If they cant see why its leaking then their only option is to remove the roofing on the section or sections above the stain and start from scratch. That being I&W, two layers of felt then reinstall the roof tiles.

We need pics.

This could just be a flashing issue but we are guessing without some pics of the roof.


----------



## Windows on Wash (Aug 30, 2011)

+1 

Post up some roof pictures.


----------



## eharri3 (Jul 31, 2013)

IF they couldn't figure out the problem then what exactly was it that they quoted you for?


----------



## MoldBuster (Jan 18, 2007)

Open up the drywall...you will probably want to do it anyways to check for mold...and start doing a spray test on the roof until you find the section that causes a drip. Once you find it, repair.


----------



## 1985gt (Jan 8, 2011)

MoldBuster said:


> Open up the drywall...you will probably want to do it anyways to check for mold...and start doing a spray test on the roof until you find the section that causes a drip. Once you find it, repair.

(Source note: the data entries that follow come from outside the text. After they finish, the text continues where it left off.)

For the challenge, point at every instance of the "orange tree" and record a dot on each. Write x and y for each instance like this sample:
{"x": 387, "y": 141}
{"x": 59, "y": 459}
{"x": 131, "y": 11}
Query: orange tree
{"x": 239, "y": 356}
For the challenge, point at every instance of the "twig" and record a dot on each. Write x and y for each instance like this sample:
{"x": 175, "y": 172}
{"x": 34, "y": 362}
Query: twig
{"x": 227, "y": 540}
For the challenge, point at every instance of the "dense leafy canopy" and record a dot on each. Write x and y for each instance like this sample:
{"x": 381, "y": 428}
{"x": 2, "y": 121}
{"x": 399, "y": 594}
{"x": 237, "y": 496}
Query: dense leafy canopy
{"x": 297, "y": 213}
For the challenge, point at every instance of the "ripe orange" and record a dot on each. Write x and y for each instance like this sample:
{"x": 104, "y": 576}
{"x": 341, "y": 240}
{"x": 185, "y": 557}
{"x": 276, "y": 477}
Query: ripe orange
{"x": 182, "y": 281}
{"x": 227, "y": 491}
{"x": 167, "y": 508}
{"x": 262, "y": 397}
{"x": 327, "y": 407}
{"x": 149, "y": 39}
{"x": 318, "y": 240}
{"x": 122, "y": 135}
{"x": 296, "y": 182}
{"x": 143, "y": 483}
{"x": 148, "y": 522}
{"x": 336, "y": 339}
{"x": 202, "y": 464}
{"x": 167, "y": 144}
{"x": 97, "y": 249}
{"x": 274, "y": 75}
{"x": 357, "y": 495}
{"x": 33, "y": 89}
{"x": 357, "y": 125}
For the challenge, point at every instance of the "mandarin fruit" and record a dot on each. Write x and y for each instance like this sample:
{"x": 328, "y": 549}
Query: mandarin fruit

except water has a tendency to move to other places before it actually 'leaks'


----------



## MoldBuster (Jan 18, 2007)

1985gt said:


> except water has a tendency to move to other places before it actually 'leaks'


Yes but that gives you an easier starting point to start tracing it back to a generalized area, versus starting to randomly tear roof apart. In a dry area with a mostly dry structure, water infiltration will be reasonably easy to spot and trace once the lid is off. Being a Mold remediation company in a very wet area of the country, we deal with this type of thing all the time.


----------



## 1985gt (Jan 8, 2011)

MoldBuster said:


> Yes but that gives you an easier starting point to start tracing it back to a generalized area, versus starting to randomly tear roof apart. In a dry area with a mostly dry structure, water infiltration will be reasonably easy to spot and trace once the lid is off. Being a Mold remediation company in a very wet area of the country, we deal with this type of thing all the time.


I generally just measure off where the spot is and start looking up top from there. I guess I should start tearing ceilings out instead.


----------



## AndyWRS (Feb 1, 2012)

> Yes but that gives you an easier starting point to start tracing it back to a generalized area, versus starting to randomly tear roof apart


That is how a non-roofer would probably approach a leak. Roofers also do not randomly tear apart roofs to look for a leak. As mentioned by 1985, we measure first and most of time we don't even need to do that to locate the problem.


----------



## roofermann (Nov 18, 2013)

Did the weather go from cool (during the rain) to very hot? It could be a case of heavy condensation (common with vaulted ceilings). But like the others have said, most likely you have a leak.


----------